L’effet dissuasif sur les violations de l’embargo reste cependant à montrer… étant donné que la Turquie privilégie désormais le transport aérien pour acheminer mercenaires et armes à Tripoli. Et les MiG-29 et autres Su-24 ne sont pas arrivés en Libye par la mer…

Quoi qu’il en soit, les moyens navals de l’opération Irini sont actuellement inexistants. La frégate Jean Bart est en effet revenue à Toulon, sans avoir été relevée par un autre navire de la Marine nationale. Le 28 mai, dans le cadre de la force maritime européenne EUROMARFOR, la frégate légère furtive [FLF] Courbet a rejoint le bâtiment italien Carabiniere pour prendre paet à l’opération Sea Guardian, menée par l’Otan en Méditerranée centrale.

« Pendant plusieurs semaines, la FLF Courbet patrouillera en soutien direct à l’opération Sea Guardian en vue d’assurer une veille sur toute activité pouvant représenter une menace ou un soutien au terrorisme international, tout en contribuant à la sécurité maritime », a expliqué la Marine nationale.

Il avait été annoncé que la Grèce et l’Italie allaient mettre chacune une frégate à la disposition d’EUNAVFOR IRINI. Or, ces deux navires promis se font toujours attendre.
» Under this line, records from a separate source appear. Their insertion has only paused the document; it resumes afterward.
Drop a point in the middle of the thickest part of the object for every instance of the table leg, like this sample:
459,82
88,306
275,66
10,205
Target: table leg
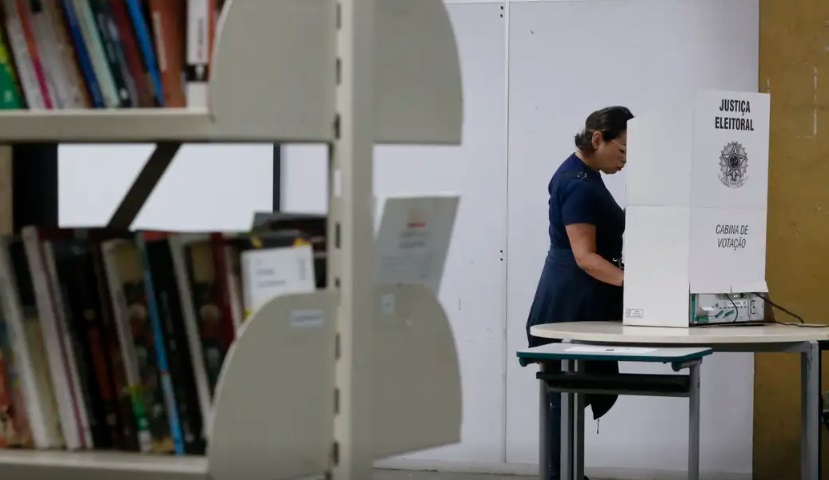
693,423
578,430
567,441
810,414
544,465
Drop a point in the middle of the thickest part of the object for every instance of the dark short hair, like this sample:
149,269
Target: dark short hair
610,121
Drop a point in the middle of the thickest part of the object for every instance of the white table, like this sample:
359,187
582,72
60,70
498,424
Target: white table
804,340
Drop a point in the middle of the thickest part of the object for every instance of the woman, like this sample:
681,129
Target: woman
581,279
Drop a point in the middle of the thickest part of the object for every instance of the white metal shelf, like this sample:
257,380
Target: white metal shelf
273,79
273,410
62,465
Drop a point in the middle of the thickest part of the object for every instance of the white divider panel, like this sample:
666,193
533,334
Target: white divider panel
416,380
273,411
473,288
641,54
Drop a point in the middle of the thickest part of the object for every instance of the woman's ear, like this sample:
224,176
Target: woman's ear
596,139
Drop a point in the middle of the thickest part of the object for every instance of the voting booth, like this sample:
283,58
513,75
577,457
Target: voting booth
695,233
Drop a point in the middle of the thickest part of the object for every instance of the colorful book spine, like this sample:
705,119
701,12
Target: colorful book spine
145,41
161,350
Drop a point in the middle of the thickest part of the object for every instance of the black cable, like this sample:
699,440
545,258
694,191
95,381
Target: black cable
736,310
774,305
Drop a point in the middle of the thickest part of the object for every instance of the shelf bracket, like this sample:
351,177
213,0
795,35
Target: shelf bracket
143,186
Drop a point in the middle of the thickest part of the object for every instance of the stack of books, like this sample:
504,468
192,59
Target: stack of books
115,339
80,54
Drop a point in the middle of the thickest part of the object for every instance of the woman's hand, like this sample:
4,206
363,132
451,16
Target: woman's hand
583,243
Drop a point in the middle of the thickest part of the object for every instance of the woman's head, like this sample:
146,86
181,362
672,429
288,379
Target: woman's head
603,142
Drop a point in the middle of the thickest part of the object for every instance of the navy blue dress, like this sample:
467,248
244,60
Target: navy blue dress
566,293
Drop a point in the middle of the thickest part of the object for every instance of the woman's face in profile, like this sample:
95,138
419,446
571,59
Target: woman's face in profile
611,155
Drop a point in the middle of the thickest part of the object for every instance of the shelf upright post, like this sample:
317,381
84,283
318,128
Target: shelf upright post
351,230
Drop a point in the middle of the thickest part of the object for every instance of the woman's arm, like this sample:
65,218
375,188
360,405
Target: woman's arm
583,243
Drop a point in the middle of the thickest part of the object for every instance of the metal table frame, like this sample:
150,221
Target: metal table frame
572,409
572,418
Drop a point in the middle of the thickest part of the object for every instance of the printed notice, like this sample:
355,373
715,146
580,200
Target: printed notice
413,240
307,318
269,272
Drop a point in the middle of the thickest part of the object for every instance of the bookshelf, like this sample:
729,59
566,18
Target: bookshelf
329,381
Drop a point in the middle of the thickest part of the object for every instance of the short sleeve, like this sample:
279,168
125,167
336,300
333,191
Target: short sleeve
579,203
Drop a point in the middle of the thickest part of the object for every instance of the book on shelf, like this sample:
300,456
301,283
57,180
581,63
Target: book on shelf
114,340
82,54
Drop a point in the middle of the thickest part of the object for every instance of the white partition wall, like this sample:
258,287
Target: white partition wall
473,290
566,59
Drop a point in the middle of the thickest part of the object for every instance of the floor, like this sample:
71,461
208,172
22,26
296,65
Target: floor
407,475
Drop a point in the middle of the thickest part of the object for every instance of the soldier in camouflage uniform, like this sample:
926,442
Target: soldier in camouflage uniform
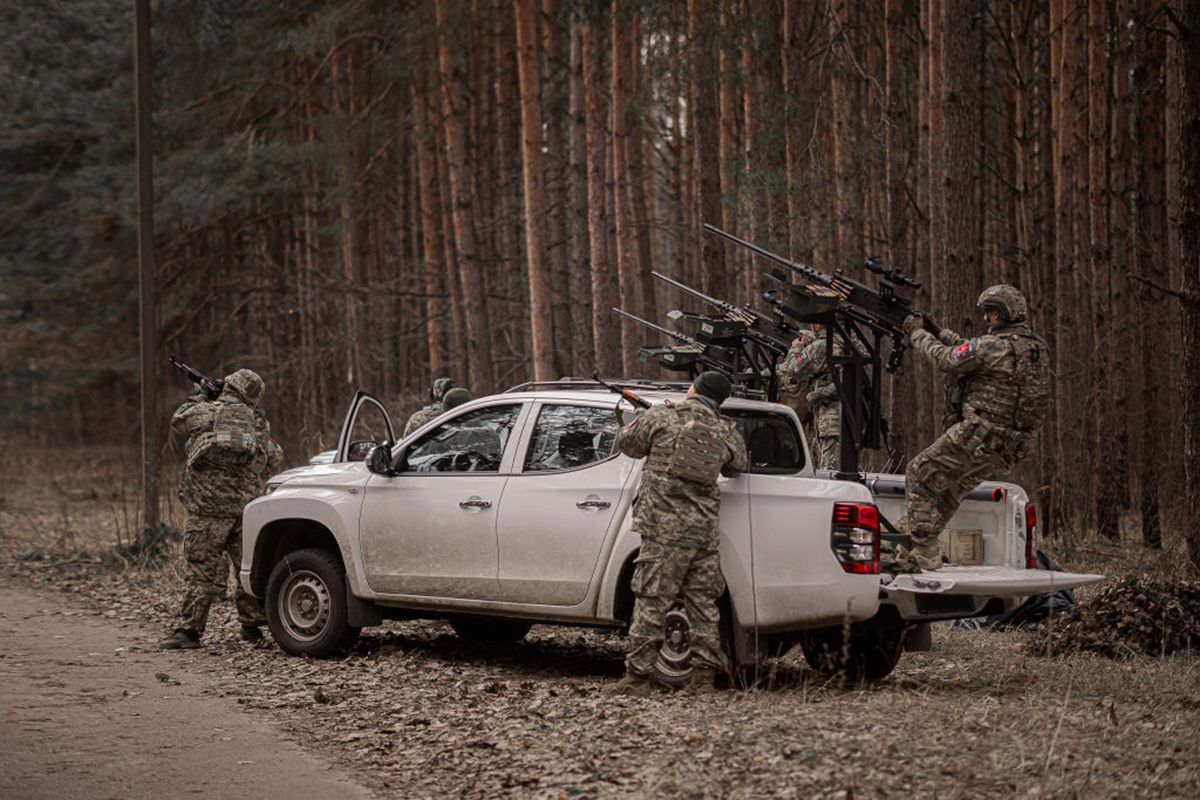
435,409
1006,396
229,450
687,446
804,362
Le site du ministère italien de la Défense n’évoque pas cette nouvelle opération européenne… tandis que celui de la Marina Militare est muet sur les moyens que Rome entend engager. Et, selon Naval News, la frégate grecque HS Hydra aurait brièvement participé à Irini… avant de revenir en Crète en raison d’un problème technique, le 26 mai. Elle devrait être remplacée par la frégate HS Spetsaï, qui, a priori, se fait toujours attendre.

Selon les informations qu’elle publie via son site et ses pages sur les réseaux sociaux, l’opération Irini est actuellement sans navire.